With great interest we read the article by Liu et al entitled “Browning of White Adipocytes in Fat Grafts Associated With Higher Level of Necrosis and Type 2 Macrophages Recruitment.” 1 This in vivo study with a murine model for fat grafting was performed to confirm the browning of white adipocytes in fat grafts and its association with inflammation and necrosis. Qiu et al showed in their study the evidence of a switch from white to beige fat after fat grafting in an animal model, and this study by Liu et al expands on previous knowledge from the point of inflammation.2 The authors found the browning process of white adipocytes after fat grafting with a large volume, which was associated with increased M2 inflammatory response and fat necrosis.

In Figure 1, we could see UCP1+ beige cells with multiple lipid drops located in the center of fat graft, whereas Qiu et al found beige adipocytes in the peripheral region of the grafts, with more CD31+ endothelial cells compared with the central zone.2 The mechanism of browning may be different in these 2 studies, and further study is needed.

In this study, 0.1 mL and 0.5 mL of fat grafts were injected subcutaneously on the back of mice in bolus, because the 0.5-mL group was considered a large volume. The authors found more browning adipocytes and higher levels of inflammation and necrosis in the 0.5-mL group compared with the 0.1-mL group. However, 0.5 mL of fat injection in bolus is rarely employed clinically because the “3-zone” theory indicated that adipocytes in the surviving zone were located 100 to 300 μm from the surface and those in the regenerating zone were 300 to 1500 μm from the periphery, whereas adipocytes far from the distance died eventually.3 Khouri and Khouri recommended that 1 mL of fat injection should be performed at the length of 10 cm along a retraction cylinder for enough contact area with the recipient site.4 For the animal study, Kokai et al5 recommended a volume of 0.3 mL in bolus for the optimization and standardization of assessing fat grafting outcomes in the murine model. Therefore, the clinical transformation of this study is doubtful.

In the Results section, the authors stated that increased beige adipocytes of grafts origin were correlated with necrosis in fat grafts. Based on the authors’ description, we tend to speculate that the browner compositions lead to increased inflammation and necrosis of the graft. However, the authors did not provide the volume retention and the level of vascularization in the grafts of the 2 groups.
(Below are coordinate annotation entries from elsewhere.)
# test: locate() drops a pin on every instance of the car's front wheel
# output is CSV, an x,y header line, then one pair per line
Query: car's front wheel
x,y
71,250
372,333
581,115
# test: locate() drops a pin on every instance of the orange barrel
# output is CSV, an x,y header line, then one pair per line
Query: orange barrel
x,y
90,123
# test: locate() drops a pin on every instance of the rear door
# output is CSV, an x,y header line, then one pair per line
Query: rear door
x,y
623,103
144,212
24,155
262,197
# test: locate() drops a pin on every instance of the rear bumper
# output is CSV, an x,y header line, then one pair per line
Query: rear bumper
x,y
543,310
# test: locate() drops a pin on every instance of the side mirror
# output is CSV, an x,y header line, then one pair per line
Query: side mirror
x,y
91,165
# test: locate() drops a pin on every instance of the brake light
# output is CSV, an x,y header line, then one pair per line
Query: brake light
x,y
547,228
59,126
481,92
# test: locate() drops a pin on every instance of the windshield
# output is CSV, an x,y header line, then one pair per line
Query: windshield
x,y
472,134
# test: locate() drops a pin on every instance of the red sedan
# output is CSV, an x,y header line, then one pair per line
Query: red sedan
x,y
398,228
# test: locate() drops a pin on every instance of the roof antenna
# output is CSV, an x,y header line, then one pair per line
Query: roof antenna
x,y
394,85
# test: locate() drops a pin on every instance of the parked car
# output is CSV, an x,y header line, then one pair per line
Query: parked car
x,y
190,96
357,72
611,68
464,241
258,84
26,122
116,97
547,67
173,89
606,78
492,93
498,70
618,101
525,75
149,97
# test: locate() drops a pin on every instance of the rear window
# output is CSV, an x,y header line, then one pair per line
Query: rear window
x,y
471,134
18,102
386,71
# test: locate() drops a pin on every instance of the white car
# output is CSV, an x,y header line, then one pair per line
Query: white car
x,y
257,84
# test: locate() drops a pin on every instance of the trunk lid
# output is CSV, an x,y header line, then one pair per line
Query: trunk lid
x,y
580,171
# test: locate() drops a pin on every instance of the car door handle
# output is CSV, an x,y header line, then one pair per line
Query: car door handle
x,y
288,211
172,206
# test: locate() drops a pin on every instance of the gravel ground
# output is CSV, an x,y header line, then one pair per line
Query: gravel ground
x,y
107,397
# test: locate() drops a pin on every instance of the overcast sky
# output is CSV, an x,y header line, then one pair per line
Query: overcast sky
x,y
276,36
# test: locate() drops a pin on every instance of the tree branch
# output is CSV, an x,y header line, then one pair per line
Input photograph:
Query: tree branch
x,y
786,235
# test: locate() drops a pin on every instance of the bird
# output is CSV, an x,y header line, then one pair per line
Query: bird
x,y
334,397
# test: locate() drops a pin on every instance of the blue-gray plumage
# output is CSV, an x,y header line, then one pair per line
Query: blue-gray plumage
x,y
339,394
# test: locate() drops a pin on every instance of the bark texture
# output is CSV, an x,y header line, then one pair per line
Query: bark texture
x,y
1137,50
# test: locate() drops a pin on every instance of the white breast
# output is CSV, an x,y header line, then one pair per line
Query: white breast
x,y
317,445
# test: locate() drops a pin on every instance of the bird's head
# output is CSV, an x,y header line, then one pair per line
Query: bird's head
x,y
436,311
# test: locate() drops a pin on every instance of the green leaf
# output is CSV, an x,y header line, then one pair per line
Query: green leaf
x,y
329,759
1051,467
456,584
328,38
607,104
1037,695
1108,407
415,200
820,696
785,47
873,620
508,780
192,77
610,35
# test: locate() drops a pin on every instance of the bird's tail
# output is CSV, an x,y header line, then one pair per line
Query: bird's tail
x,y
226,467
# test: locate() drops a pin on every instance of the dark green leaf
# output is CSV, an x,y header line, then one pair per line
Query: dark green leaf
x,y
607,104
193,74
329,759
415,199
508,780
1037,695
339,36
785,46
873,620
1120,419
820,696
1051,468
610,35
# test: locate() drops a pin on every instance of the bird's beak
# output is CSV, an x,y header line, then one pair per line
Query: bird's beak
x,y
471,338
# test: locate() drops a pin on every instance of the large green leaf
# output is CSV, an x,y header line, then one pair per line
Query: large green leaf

Moreover, the authors mentioned PLN1 immunostaining in the Methods section, but we did not find the corresponding results. Although there were more necrotic components in the 0.5-mL group than in the 0.1-mL group, we did not know whether the 0.5-mL group also survived more than the 0.1-mL group. Beige adipocytes are regenerated components that did not exist in the fat particles before grafting. Thus, the presence of beige adipocytes may also promote graft survival and volume retention. We tend to think that a larger volume of fat injection leads to higher volume retention, because we can infer that beige adipocytes are associated with higher volume retention. The authors evaluated the graft quality only from levels of browning and inflammation and necrosis, which is incomplete and not rigorous.

In the Results and Discussion sections, the authors focused on the relationship of Type 2 macrophages and browning in the grafted adipose, but they did not explain the phenomenon of increased cytokines secreted by Type 1 macrophages in 4 weeks.

The authors stated that beige adipocytes are in an exhausted status because of their elevated energy expenditure. However, the recipient site is in an extremely hypoxic state after fat grafting. From common sense, the pathophysiology of the graft should be changed to adapt to the environment, that is, the cell state with reduced oxygen demand. Thus, further investigations with more specific mechanisms on high metabolic beige adipocytes would advance our understanding of the outcome of fat graft.

Disclosures

The authors declared no potential conflicts of interest with respect to the research, authorship, and publication of this article.

Funding

The authors received no financial support for the research, authorship, and publication of this article.